On Mon 30-10-23 15:08:56, Mikulas Patocka wrote:
> On Mon, 30 Oct 2023, Marek Marczykowski-Górecki wrote:
>
> > > Well, it would be possible that larger pages in a bio would trip e.g. bio
> > > splitting due to maximum segment size the disk supports (which can be e.g.
> > > 0xffff) and that upsets something somewhere. But this is pure
> > > speculation. We definitely need more debug data to be able to tell more.
> >
> > I can collect more info, but I need some guidance how :) Some patch
> > adding extra debug messages?
> > Note I collect those via serial console (writing to disk doesn't work
> > when it freezes), and that has some limits in the amount of data I can
> > extract especially when printed quickly. For example sysrq-t is too much.

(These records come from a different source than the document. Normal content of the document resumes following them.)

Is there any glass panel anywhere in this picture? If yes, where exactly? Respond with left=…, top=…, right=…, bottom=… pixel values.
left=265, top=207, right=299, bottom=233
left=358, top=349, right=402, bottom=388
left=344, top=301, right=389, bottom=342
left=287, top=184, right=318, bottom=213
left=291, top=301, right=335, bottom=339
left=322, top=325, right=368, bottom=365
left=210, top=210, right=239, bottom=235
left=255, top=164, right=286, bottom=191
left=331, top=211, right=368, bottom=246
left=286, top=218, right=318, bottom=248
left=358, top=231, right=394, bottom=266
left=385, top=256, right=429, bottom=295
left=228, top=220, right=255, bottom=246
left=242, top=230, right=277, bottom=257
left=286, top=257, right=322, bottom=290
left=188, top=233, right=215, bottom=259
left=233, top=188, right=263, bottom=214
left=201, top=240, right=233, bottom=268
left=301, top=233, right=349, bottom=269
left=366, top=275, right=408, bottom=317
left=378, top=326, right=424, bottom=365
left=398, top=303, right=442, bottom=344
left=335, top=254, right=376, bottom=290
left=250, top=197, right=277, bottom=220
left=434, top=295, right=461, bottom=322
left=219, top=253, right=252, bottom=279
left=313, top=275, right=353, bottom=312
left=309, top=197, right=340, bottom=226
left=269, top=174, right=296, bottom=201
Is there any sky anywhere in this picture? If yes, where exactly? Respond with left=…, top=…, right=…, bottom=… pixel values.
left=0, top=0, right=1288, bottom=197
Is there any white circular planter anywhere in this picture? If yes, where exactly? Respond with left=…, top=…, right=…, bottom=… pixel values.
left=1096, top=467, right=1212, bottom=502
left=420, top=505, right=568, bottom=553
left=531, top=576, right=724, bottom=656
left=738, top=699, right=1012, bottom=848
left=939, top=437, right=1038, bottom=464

> > Or maybe there is some trick to it, like increasing log_bug_len?
>
> If you can do more tests, I would suggest this:
>
> We already know that it works with order 3 and doesn't work with order 4.
>
> So, in the file include/linux/mmzone.h, change PAGE_ALLOC_COSTLY_ORDER
> from 3 to 4 and in the file drivers/md/dm-crypt.c leave "unsigned int
> order = PAGE_ALLOC_COSTLY_ORDER" there.
>
> Does it deadlock or not?
>
> So, that we can see whether the deadlock depends on
> PAGE_ALLOC_COSTLY_ORDER or whether it is just a coincidence.
Good idea. Also if the kernel hangs, please find kcryptd processes. In what
state are they? If they are sleeping, please send what's in
/proc/<kcryptd-pid>/stack. Thanks!
Honza
--
Jan Kara <[email protected]>
SUSE Labs, CR